8) Hack mathematics and become super rich.
Everybody’s played an online game where they scream “HAAAAAAX”. Well, with a time machine you can hack into just about anything. Take Compound Interest for example. I can go back to 1780 and deposit a couple of kilos of gold at the bank, and come back in 1912 to collect my South African goldmine. It might not work in practice; banks could be looted, people could steal my fortune by assuming I’m dead and straight up deny my amassed time-warped fortune. However, there are plenty of ways you can use mathematics to your advantage when you remove time from the equation.
9) Teach important life lessons to myself without ever meeting myself.
You can notice that everything I’ve said that I’m going to do in the past will not actually stop that event from taking place. I won’t kill Hitler, I won’t destroy the pyramids, I won’t forget to create life. All these are the base of what make time travel real; you cannot change the past. I’m actually not a great believer of plastic time, though my opinion doesn’t really matter; I’m just a 14 year old with an internet blog.
I’ve learned some pretty important things about life till now. You can’t always win.

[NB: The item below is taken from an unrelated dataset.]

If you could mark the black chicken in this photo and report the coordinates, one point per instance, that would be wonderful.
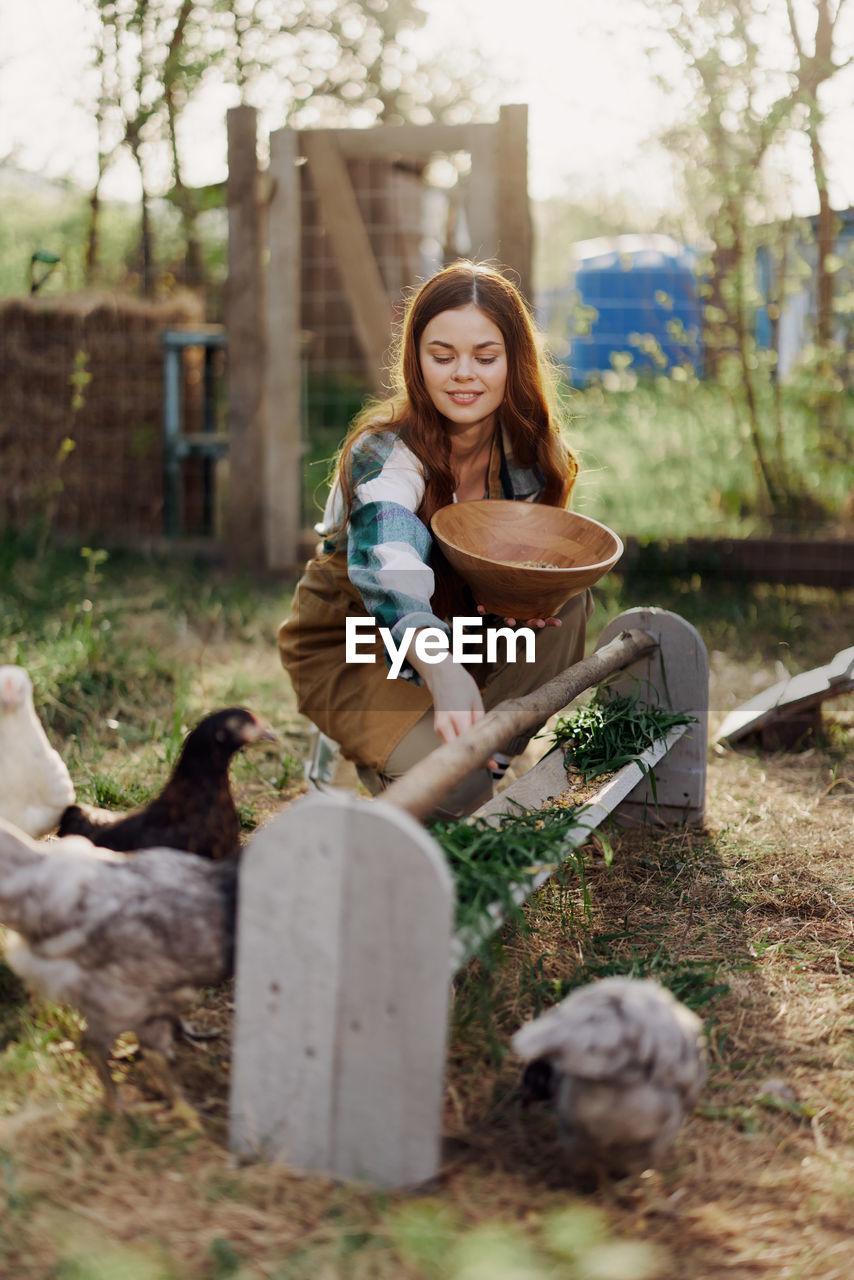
(195, 812)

Know when to give up. Don’t put a bag of chips in the microwave. Ever. I’ll probably travel back in the past and change things ever so slightly without ever interacting with myself directly. How ever so slightly? Maybe I move my whiskey glass two inches to the left, spilling it over accidentally. When I go to pick it up I bang my head against the desk and have a Newtonian revolutionary idea. The difference could be life changing. That might be how I end up creating a time machine in the first place. Who knows?
10) Destroy the time machine altogether.
A time machine is a very dangerous thing.
And with its danger comes its almost infinite possibilities for exploitation. For every good use for a time machine, there are a hundred bad uses. And so, when the time is right, I shall settle in a pocket of time somewhere, sometime, where I am comfortable and destroy the only machine capable of bringing me back. That is, until, another ruggedly handsome time-traveler decides to mess up time again, or if my (future) girlfriend needs me to fix the internet.